JoAnn0812 commented 3 months ago

How can I resolve this issue? thanks

lix19937 commented 3 months ago

You should be careful here

File "builder.py", line 102, in attention_layer_opt
Wall = init_dict[prefix + WQKV]
KeyError: 'l1_attention_self_qkv_kernel'
JoAnn0812 commented 3 months ago

Thanks for reply, I am new to this TensorRT things. Can you guide on how to modify the builder.py script?

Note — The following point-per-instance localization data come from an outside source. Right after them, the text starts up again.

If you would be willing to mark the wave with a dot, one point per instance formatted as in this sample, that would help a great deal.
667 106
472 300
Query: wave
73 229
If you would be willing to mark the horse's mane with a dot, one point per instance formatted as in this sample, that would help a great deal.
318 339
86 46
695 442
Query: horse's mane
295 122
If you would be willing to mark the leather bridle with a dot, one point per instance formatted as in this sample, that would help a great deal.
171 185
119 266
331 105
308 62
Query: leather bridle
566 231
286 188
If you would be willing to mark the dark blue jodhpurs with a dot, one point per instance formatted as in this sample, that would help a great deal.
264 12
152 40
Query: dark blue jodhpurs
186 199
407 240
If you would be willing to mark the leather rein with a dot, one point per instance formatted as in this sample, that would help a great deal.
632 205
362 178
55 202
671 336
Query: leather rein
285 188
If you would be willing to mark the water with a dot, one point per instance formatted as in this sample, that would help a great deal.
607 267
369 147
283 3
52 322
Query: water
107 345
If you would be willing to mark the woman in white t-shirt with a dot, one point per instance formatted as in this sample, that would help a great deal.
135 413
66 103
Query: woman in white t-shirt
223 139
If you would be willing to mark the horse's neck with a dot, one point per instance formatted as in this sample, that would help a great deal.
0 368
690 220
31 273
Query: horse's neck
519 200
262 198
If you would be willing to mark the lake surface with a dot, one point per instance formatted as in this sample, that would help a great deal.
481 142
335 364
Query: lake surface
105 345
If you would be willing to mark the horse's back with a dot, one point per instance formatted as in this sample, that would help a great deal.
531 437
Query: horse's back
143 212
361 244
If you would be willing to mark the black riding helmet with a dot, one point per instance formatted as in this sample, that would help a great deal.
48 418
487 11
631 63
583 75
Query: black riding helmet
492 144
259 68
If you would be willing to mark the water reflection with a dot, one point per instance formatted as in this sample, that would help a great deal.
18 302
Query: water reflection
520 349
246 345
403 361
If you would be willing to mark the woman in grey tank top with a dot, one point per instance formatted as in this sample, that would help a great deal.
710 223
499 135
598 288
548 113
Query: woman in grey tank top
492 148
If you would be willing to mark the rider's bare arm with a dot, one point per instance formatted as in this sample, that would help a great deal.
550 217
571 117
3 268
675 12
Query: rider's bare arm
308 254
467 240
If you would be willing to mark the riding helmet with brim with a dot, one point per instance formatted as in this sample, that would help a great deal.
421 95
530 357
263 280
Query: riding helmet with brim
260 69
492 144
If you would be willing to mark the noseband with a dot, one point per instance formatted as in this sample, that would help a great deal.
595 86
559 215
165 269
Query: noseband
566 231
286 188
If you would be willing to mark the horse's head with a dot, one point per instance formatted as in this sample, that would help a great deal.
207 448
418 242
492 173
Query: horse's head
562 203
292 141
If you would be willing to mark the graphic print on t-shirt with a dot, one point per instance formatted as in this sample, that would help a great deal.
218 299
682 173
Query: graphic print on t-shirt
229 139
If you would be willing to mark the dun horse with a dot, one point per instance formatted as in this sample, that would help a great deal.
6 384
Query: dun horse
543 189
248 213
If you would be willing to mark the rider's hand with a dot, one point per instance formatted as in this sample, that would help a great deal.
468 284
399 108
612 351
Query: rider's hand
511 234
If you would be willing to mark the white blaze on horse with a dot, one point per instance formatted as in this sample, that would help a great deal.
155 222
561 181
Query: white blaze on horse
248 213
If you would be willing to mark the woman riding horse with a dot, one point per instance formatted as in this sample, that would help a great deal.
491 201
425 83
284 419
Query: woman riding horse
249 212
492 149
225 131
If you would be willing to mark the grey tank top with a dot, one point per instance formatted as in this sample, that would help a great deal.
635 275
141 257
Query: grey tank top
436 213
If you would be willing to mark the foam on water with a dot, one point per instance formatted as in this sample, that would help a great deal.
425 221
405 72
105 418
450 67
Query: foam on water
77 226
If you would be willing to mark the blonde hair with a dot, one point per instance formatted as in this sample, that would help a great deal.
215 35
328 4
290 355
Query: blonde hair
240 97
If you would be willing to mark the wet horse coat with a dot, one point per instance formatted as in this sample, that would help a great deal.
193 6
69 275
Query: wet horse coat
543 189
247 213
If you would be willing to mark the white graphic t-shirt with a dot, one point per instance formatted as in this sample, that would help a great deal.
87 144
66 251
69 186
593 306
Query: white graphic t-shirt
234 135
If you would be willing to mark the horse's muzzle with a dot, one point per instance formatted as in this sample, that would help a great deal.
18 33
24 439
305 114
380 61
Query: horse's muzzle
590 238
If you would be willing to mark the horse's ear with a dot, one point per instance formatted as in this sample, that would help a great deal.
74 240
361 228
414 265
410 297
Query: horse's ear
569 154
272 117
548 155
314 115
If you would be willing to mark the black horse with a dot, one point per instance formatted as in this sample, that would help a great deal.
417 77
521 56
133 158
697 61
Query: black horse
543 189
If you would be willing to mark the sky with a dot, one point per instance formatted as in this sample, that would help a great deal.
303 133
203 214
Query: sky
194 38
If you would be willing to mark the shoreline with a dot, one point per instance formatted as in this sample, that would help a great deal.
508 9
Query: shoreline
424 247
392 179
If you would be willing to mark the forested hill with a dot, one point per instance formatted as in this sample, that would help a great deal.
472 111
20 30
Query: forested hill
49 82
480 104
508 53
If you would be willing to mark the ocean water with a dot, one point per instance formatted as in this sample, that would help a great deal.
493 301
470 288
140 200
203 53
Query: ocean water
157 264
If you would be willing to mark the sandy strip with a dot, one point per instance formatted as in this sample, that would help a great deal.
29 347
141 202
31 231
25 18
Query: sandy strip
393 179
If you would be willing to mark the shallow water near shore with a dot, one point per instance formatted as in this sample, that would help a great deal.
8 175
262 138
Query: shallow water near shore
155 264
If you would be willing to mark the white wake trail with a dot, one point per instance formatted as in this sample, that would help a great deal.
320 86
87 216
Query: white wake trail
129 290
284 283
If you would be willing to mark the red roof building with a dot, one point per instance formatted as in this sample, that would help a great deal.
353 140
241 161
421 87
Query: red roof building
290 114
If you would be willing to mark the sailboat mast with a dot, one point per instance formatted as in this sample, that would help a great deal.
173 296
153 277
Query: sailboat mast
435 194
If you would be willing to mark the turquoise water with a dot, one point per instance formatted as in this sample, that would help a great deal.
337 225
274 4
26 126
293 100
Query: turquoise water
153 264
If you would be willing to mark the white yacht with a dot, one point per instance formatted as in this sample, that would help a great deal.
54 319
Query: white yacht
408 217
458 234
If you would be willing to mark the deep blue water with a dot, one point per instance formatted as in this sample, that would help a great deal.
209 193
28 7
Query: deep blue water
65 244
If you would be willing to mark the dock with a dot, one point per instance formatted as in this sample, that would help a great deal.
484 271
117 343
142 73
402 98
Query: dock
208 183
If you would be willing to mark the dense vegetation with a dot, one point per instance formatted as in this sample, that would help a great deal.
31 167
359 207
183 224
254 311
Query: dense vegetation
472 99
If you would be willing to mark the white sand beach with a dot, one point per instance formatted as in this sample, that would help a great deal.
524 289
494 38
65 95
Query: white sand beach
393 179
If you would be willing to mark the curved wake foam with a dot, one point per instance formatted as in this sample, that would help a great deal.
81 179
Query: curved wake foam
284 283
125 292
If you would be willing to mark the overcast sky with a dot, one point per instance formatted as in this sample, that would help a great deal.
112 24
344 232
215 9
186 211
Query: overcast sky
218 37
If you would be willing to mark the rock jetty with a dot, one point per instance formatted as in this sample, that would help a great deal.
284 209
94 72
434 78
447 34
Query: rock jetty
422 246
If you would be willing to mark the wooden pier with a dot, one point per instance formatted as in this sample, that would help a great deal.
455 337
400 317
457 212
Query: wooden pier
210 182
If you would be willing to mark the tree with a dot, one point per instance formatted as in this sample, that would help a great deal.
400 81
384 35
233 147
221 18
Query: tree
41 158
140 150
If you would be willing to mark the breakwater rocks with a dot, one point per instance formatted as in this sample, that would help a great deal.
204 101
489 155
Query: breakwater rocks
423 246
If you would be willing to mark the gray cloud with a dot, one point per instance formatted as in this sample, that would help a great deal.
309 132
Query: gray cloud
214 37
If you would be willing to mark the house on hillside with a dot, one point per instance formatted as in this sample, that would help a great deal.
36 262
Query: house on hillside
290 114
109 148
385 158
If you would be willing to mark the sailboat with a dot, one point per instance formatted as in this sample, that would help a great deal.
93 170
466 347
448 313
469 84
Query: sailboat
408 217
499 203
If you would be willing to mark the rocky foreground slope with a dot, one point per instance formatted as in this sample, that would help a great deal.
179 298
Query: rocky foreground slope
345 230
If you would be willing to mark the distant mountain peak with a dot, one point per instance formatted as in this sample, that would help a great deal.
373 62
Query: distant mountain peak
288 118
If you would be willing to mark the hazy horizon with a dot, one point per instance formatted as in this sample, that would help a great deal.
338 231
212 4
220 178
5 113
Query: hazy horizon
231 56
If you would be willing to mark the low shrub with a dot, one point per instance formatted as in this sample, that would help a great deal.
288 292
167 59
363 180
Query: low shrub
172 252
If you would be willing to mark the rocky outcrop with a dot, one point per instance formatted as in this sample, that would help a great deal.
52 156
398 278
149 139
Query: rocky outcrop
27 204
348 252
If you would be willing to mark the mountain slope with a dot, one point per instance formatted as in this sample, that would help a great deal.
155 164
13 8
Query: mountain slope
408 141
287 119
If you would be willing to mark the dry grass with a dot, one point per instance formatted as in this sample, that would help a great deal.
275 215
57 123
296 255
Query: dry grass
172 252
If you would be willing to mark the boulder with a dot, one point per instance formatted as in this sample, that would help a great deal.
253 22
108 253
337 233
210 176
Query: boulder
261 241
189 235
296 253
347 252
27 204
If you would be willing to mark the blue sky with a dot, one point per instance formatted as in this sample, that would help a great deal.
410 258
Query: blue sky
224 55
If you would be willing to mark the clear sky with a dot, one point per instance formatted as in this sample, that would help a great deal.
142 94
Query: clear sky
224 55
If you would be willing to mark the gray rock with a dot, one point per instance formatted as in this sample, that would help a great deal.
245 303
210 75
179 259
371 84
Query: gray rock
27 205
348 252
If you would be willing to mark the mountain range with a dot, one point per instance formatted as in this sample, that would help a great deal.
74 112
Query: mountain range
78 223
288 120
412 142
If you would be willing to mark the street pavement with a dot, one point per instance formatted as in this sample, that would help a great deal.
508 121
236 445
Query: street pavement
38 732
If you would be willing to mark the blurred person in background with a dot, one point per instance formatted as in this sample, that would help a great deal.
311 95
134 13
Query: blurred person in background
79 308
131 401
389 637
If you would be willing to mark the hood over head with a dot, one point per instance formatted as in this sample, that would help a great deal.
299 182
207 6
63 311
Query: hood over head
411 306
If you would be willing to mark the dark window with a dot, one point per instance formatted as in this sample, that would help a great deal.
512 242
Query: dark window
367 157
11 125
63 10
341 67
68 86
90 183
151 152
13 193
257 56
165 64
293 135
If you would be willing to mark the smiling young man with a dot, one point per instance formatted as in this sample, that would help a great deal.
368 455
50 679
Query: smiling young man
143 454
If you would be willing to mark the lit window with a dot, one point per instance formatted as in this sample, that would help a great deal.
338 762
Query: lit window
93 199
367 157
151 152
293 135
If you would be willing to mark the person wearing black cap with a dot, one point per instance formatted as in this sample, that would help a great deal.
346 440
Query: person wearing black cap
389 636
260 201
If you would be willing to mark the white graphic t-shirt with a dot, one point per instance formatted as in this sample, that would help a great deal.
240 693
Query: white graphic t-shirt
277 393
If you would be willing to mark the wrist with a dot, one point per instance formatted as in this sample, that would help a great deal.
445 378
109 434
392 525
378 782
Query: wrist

lix19937 commented 3 months ago

You can single step debugging.

ttyio commented 3 months ago

@JoAnn0812 where did you download the checkpoint? If you use are using custom checkpoint instead of the official one in this repo README, you need change the weights mapping function load_xxx in https://github.com/NVIDIA/TensorRT/blob/release/10.2/demo/BERT/builder_utils.py

JoAnn0812 commented 3 months ago

@JoAnn0812 where did you download the checkpoint? If you use are using custom checkpoint instead of the official one in this repo README, you need change the weights mapping function load_xxx in https://github.com/NVIDIA/TensorRT/blob/release/10.2/demo/BERT/builder_utils.py

I am using the official one in README 'bash scripts/download_model.sh', I even download with 'ngc registry model download-version "nvidia/bert_tf_ckpt_large_qa_squad2_amp_128:19.03.1"' but it still having the same issue. I just want to reproduce the bert benchmarking without any change to the script. Can you share with me other way to download a workable checkpoint? Thank you

krishnarajk commented 1 month ago

@JoAnn0812 Hi, did you able to run the demo in your jetson device?